IRAN’S POSITION ON JOINT COMPREHENSIVE PLAN OF ACTION (JCPOA) REVIVAL 2023 BASED ON IDEATIONAL FACTORS
Abstract
This thesis explores the Islamic Republic of Iran’s position in the 2023 revival 
efforts of the Joint Comprehensive Plan of Action (JCPOA), with a focus on the 
ideational foundations that guide its foreign policy behavior. Departing from 
strategic or materialist interpretations, the analysis employs the Occidentalism 
Perspective, and bridges it with Jeffrey Checkel’s theory of ideational foreign 
policy change. This framework enables a critical reading of how Iran constructs its 
diplomatic identity in response to Western pressure. The study identifies four 
central ideational dimensions informing Iran’s JCPOA posture: decolonization of 
knowledge, cultural sovereignty, reversal of historical narratives, and 
Occidentalism as a political ideology.
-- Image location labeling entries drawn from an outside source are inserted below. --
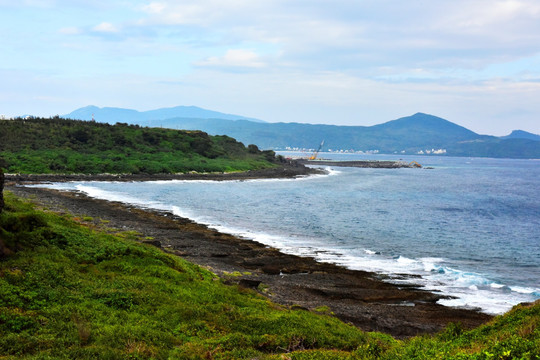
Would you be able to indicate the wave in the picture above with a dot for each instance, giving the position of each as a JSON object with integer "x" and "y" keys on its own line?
{"x": 460, "y": 288}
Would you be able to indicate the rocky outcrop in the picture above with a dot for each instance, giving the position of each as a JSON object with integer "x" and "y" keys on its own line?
{"x": 1, "y": 190}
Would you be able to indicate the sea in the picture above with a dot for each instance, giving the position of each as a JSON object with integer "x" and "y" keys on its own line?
{"x": 466, "y": 228}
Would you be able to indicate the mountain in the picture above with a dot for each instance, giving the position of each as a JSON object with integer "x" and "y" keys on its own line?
{"x": 113, "y": 115}
{"x": 416, "y": 134}
{"x": 520, "y": 134}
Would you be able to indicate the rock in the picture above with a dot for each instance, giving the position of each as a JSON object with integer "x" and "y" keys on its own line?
{"x": 247, "y": 283}
{"x": 155, "y": 243}
{"x": 1, "y": 190}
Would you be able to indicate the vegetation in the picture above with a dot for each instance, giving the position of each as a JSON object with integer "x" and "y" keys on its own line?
{"x": 45, "y": 146}
{"x": 419, "y": 132}
{"x": 71, "y": 291}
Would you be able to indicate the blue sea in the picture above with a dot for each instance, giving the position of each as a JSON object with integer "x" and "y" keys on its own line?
{"x": 469, "y": 228}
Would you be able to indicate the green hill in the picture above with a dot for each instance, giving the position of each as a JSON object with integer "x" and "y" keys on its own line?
{"x": 416, "y": 134}
{"x": 408, "y": 135}
{"x": 70, "y": 291}
{"x": 44, "y": 146}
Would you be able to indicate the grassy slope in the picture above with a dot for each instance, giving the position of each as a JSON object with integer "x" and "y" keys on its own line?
{"x": 69, "y": 291}
{"x": 43, "y": 146}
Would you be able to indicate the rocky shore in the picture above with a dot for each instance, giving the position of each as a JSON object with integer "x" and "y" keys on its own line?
{"x": 360, "y": 298}
{"x": 290, "y": 170}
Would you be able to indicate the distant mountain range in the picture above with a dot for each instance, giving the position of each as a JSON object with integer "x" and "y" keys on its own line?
{"x": 114, "y": 115}
{"x": 417, "y": 134}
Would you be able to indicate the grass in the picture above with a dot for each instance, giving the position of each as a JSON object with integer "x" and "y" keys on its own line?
{"x": 70, "y": 292}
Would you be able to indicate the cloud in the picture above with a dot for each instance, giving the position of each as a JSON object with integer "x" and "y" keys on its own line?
{"x": 105, "y": 27}
{"x": 237, "y": 58}
{"x": 70, "y": 31}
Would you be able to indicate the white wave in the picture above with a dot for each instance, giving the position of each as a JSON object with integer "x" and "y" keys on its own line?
{"x": 466, "y": 289}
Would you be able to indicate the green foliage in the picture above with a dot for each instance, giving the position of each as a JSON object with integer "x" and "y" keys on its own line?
{"x": 77, "y": 293}
{"x": 45, "y": 146}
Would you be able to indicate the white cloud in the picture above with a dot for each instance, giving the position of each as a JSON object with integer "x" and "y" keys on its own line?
{"x": 105, "y": 27}
{"x": 70, "y": 31}
{"x": 234, "y": 58}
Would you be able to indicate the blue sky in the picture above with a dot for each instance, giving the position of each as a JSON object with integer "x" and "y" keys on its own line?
{"x": 346, "y": 62}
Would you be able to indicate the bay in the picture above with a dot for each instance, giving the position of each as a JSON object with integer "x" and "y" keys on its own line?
{"x": 469, "y": 227}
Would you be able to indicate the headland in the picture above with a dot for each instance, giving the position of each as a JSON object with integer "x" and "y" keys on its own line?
{"x": 360, "y": 298}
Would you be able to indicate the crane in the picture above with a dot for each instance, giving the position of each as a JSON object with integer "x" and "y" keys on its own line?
{"x": 314, "y": 156}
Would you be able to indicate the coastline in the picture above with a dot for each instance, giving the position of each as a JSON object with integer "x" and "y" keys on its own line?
{"x": 290, "y": 170}
{"x": 361, "y": 298}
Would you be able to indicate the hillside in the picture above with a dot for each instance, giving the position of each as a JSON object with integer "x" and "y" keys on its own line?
{"x": 416, "y": 134}
{"x": 75, "y": 288}
{"x": 520, "y": 134}
{"x": 44, "y": 146}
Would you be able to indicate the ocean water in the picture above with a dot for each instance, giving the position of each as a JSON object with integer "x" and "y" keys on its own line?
{"x": 469, "y": 227}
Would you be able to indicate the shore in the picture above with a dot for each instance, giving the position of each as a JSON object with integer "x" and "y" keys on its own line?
{"x": 290, "y": 170}
{"x": 361, "y": 298}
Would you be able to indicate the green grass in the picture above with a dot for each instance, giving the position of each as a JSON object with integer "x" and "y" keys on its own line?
{"x": 68, "y": 291}
{"x": 59, "y": 146}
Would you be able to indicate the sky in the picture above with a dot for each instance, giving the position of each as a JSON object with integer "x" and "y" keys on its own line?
{"x": 345, "y": 62}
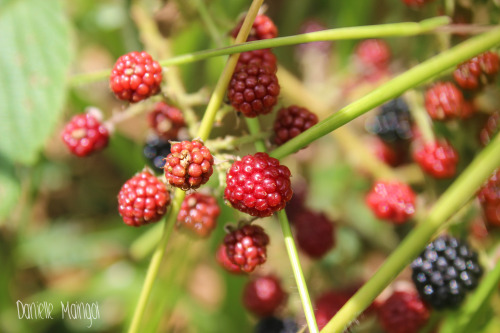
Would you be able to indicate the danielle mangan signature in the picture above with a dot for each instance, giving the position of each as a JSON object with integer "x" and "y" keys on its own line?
{"x": 43, "y": 310}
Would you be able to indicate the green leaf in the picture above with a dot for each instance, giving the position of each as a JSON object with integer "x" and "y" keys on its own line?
{"x": 34, "y": 62}
{"x": 9, "y": 188}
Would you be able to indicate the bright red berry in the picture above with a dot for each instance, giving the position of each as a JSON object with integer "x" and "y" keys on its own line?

Through discourse analysis of leadership 
rhetoric, nuclear diplomacy, and Iran’s evolving international alignments, this 
research argues that Iran’s resistance to the JCPOA revival is not merely strategic 
but also discursive and ideological. The JCPOA is increasingly framed not as a 
neutral legal agreement but as a symbol of asymmetrical norms and epistemic 
domination. By using Occidentalism to analyze Iran’s civilizational stance and 
Checkel’s lens to trace how these ideas become embedded in policy, this thesis 
offers a deeper understanding of non-Western resistance to liberal internationalism. 
It contributes to the field of International Relations by highlighting how political 
identity, historical consciousness, and epistemic sovereignty shape the foreign 
policy choices of postcolonial states.